If you believe that you may have been supplied a counterfeit bearing contact the bearing manufacturer immediately, either directly or via an authorised distributor, before you install the bearing. They will inspect the bearing and provide you with a report.
7. Do not try and source premium brand bearings from overseas suppliers directly.
While it may be easy to search Google or other websites like Alibaba for suppliers, this is very risky. It is especially risky if your local bearing supplier has quoted a higher price or a longer lead time (refer to point 5) because the online supplier may seem like the faster, cheaper option but you may get caught purchasing a counterfeit. Almost all the counterfeited bearings originate in China. They are then, most commonly, sold to South Africa through trading companies in China, Hong Kong, Dubai, Korea and Singapore. While they can come from any country, these are the most common that we have noticed. Do not be fooled by some of the professional-looking websites that are soliciting you to buy counterfeit bearings. Proceed with extreme caution.
8. Beware of unsolicited emails offering premium brand bearings from overseas.
Counterfeiters send out unsolicited emails daily to bearing companies, and sometimes directly to end-users, in South Africa. They offer multiple premium brands and entice you to request pricing from them. These are almost guaranteed to be counterfeit offerings. Do not become a victim of these unscrupulous operators. They will send you authorised certificates and photographs of the bearings which, 99.9% of the time, are not real.
9. Beware of complete assemblies containing bearings.

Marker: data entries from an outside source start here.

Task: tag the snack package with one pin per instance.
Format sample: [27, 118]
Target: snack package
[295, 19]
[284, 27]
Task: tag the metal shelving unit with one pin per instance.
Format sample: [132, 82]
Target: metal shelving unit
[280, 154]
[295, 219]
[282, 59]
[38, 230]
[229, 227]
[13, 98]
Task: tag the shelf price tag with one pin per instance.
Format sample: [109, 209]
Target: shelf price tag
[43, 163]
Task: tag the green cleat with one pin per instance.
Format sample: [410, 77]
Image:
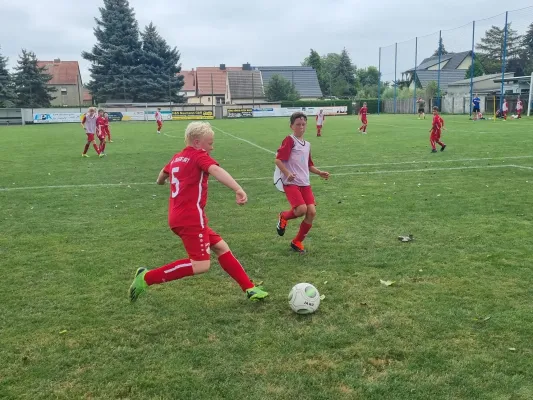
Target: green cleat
[256, 293]
[139, 285]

When repairing or ordering new machinery that contains bearings be aware of the risk that the Original Equipment Manufacturer (OEM) or the equipment repairer may have been supplied counterfeits by their bearing supplier. In most cases, a reputable OEM or equipment repairer would have audited their suppliers and ensured they purchasing from an authorised distributor.
We recommend asking your OEM or equipment repairer for information on their bearing sources and proof that they are authorised distributors. If you want to eliminate the risk completely or have doubts about the OEM or equipment repairer’s bearing sources, we advise you to purchase the bearings required for the job directly from your trusted bearing supplier and free-issue the bearings to the OEM or equipment repairer to include in your job.
10. Use the WBA app as the first line of defense.
The World Bearing Association (WBA) has launched an application that can be downloaded on Apple and Android smartphones. This app allows you to scan FAG, Timken, SKF, NTN, NSK, NACHI and Koyo branded bearings to determine if they are originals or suspected counterfeits. We recommend that you download this app as your first line of defense against counterfeits.
It is important to note that these applications are not 100% accurate and a bar-code that is not recognized does not mean the bearing is counterfeited, rather that the bearing must be verified by the manufacturer before installing.